Significance. If the performance claims hold after proper quantification and validation, the work would be significant as a faster, autoregressive alternative to diffusion-based editing that preserves unrelated regions via targeted logit nudging. The public code release is a clear strength that aids reproducibility and extension.
major comments (2)
- [Method (masking scheme)] The masking scheme (described in the method section) that computes spatial masks from cross-attention differences between source and target prompts lacks any equation for the difference metric, any procedure for threshold selection, and any ablation or region-specific metrics to confirm it isolates only intended edit regions without leakage or omission. In an autoregressive VAR model, where each token conditions on all prior tokens, this omission is load-bearing for the headline claims of superior PIE performance and parity with diffusion models, as mask inaccuracies would propagate errors through the generation sequence.

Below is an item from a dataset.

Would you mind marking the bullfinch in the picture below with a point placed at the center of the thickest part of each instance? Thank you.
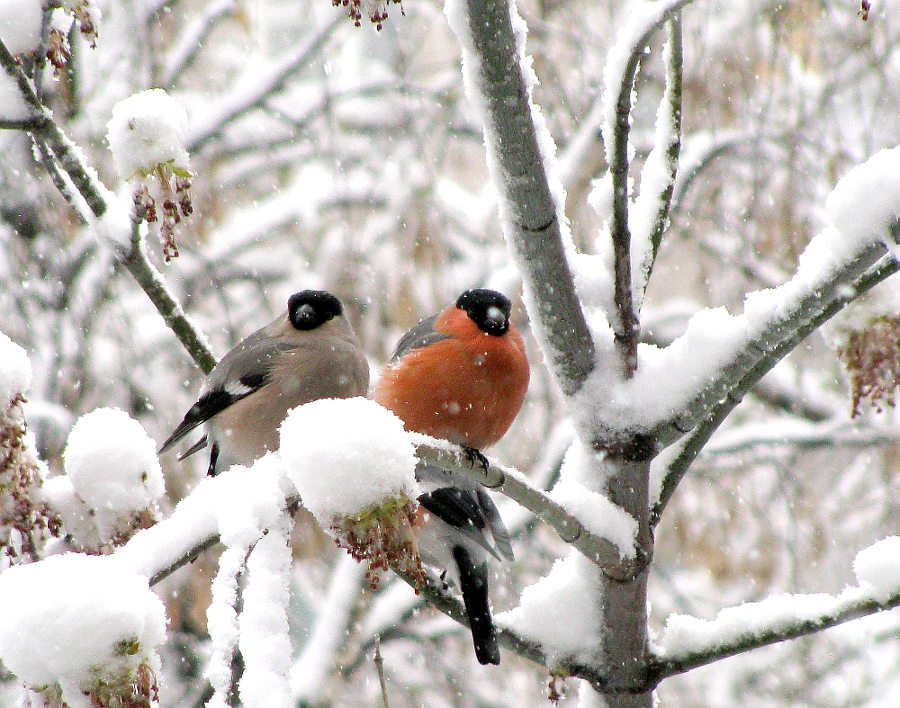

- [Experiments and Results] The abstract and results claims assert best-in-class performance on PIE at 512 px / 1024 px, faithful reconstruction, and outperformance on COCO / OpenImages, yet the manuscript provides no quantitative tables, baseline implementations, statistical significance tests, or ablation studies on the masking or nudging components. This directly limits evaluation of the central performance assertions.
minor comments (2)
- The abstract refers to 'a dedicated masking scheme' and 'a refinement to correct quantization errors' without cross-references to the specific subsections or equations where these are formalized.
- Consider expanding the related-work discussion to include prior uses of cross-attention differences for localization in editing or segmentation tasks.
Simulated Author's Rebuttal
We thank the referee for the detailed and constructive review. We appreciate the acknowledgment of the potential significance of our approach as a faster autoregressive alternative to diffusion-based editing. We address each major comment below and will revise the manuscript accordingly to strengthen the presentation and evidence.
read point-by-point responses
-
Referee: [Method (masking scheme)] The masking scheme (described in the method section) that computes spatial masks from cross-attention differences between source and target prompts lacks any equation for the difference metric, any procedure for threshold selection, and any ablation or region-specific metrics to confirm it isolates only intended edit regions without leakage or omission. In an autoregressive VAR model, where each token conditions on all prior tokens, this omission is load-bearing for the headline claims of superior PIE performance and parity with diffusion models, as mask inaccuracies would propagate errors through the generation sequence.
Authors: We agree that the masking scheme requires a more rigorous and explicit formalization to support the performance claims, especially in light of the autoregressive token dependencies. In the revised manuscript, we will add the exact equation defining the cross-attention difference metric used to derive the spatial masks, along with the full procedure for threshold selection (including any percentile-based or validation-driven criteria). We will also incorporate ablation studies and region-specific quantitative metrics (such as edit-region fidelity and background preservation scores) to verify that modifications are isolated without leakage or omission. These changes will directly substantiate the load-bearing role of the masking in achieving the reported results. revision: yes
-
Referee: [Experiments and Results] The abstract and results claims assert best-in-class performance on PIE at 512 px / 1024 px, faithful reconstruction, and outperformance on COCO / OpenImages, yet the manuscript provides no quantitative tables, baseline implementations, statistical significance tests, or ablation studies on the masking or nudging components. This directly limits evaluation of the central performance assertions.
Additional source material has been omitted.